# Accessing Twitter with Python/Tweepy

*Tweepy* (https://www.tweepy.org/) is a Python package for accessing Twitter's API.

In order to use this Notebook, you must set up your *credentials* file as described previously. The file *credentials.py* must be in the same directory as this Notebook.

In [None]:
import tweepy
import credentials

client = tweepy.client.Client(bearer_token = credentials.BEARER_TOKEN, consumer_key = credentials.API_KEY, consumer_secret = credentials.API_KEY_SECRET)

### Search recent tweets

The *search_recent_tweets* method will retrieve a sample of tweets from the last 7 days. Let's get recent English language tweets mentioning "spring break". By default, 10 tweets are returned. Note that you are limited to retreiving 500,000 tweets a month. Note also that filters are embedded in the search string. To generate an advanced search string, you can use https://twitter.com/search-advanced.

In [None]:
results = client.search_recent_tweets('spring break lang:en')
results

### View the tweets

The actual results are stored in *results.data*, which contains a *list* of results.
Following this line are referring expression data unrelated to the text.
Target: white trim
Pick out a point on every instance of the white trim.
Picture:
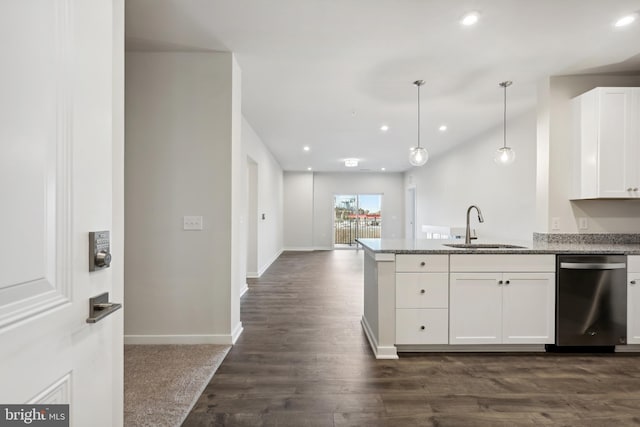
(631, 348)
(268, 264)
(439, 348)
(244, 290)
(236, 333)
(378, 351)
(181, 339)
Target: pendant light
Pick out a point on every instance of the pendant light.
(505, 155)
(418, 156)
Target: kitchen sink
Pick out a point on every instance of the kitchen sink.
(483, 246)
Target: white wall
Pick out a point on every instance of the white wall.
(556, 158)
(181, 158)
(298, 210)
(448, 184)
(326, 185)
(269, 201)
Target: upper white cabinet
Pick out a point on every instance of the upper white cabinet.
(607, 143)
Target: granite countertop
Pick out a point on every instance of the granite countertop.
(434, 246)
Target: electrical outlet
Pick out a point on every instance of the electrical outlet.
(583, 223)
(192, 223)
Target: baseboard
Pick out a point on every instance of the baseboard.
(378, 351)
(244, 289)
(183, 339)
(236, 333)
(268, 264)
(472, 348)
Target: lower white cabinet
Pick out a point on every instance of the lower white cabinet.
(633, 300)
(422, 326)
(502, 308)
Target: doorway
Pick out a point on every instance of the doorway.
(356, 216)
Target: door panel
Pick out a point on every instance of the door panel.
(56, 185)
(475, 308)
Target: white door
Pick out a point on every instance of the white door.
(528, 308)
(57, 143)
(475, 308)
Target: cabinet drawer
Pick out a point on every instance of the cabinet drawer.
(422, 326)
(422, 263)
(503, 263)
(422, 290)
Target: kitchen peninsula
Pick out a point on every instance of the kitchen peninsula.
(423, 295)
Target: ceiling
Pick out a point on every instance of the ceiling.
(328, 74)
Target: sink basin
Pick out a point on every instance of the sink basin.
(483, 246)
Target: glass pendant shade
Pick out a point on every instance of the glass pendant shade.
(504, 156)
(418, 156)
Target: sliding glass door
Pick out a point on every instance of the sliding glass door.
(356, 216)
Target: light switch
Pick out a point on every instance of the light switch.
(583, 223)
(192, 223)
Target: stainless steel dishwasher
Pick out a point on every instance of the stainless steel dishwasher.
(591, 300)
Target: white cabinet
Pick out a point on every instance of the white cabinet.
(633, 300)
(606, 139)
(422, 299)
(501, 304)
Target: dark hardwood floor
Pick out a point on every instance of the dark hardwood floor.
(303, 360)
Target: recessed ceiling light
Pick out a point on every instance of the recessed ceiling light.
(626, 20)
(470, 19)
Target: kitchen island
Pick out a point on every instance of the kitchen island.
(422, 295)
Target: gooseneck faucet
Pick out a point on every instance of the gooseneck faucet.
(467, 239)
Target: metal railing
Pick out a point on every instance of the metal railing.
(347, 230)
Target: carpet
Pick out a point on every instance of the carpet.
(163, 382)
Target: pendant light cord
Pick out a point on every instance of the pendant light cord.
(504, 121)
(418, 115)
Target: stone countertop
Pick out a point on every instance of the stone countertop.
(434, 246)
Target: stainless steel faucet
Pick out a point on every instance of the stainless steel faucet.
(467, 239)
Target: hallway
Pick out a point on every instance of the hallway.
(303, 360)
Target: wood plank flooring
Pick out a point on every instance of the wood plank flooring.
(303, 360)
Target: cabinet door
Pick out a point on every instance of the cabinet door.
(633, 308)
(475, 309)
(528, 308)
(617, 143)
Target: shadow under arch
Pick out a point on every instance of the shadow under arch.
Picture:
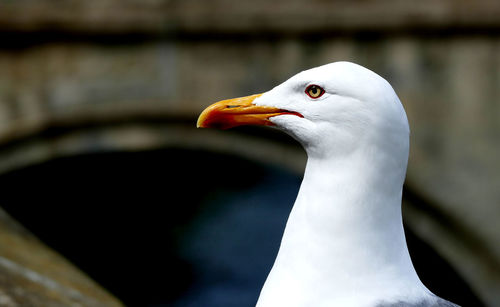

Information about each tweet can be accessed using the dot (.) operator. Use *tweet.text* to get the text of each tweet.

In [None]:
for tweet in results.data :
    print(tweet.text, '\n')

### Default tweet information

By default each tweet has an *id*, which uniquely identifies it, and its *text*.

In [None]:
tweet1 = results.data[0]
tweet1

In [None]:
tweet1.id

We can look at the tweet on Twitter by specifying its id.

In [None]:
print('https://twitter.com/i/web/status/', tweet1.id, sep = '')

Note that this tweet does not have additional information (such as the author id)

In [None]:
tweet1.author_id

### Twitter objects

When calling a function that uses the Twitter API, a specific Twitter object will be returned. For this class we will focus on two objects, for *Tweets* and *Users*. 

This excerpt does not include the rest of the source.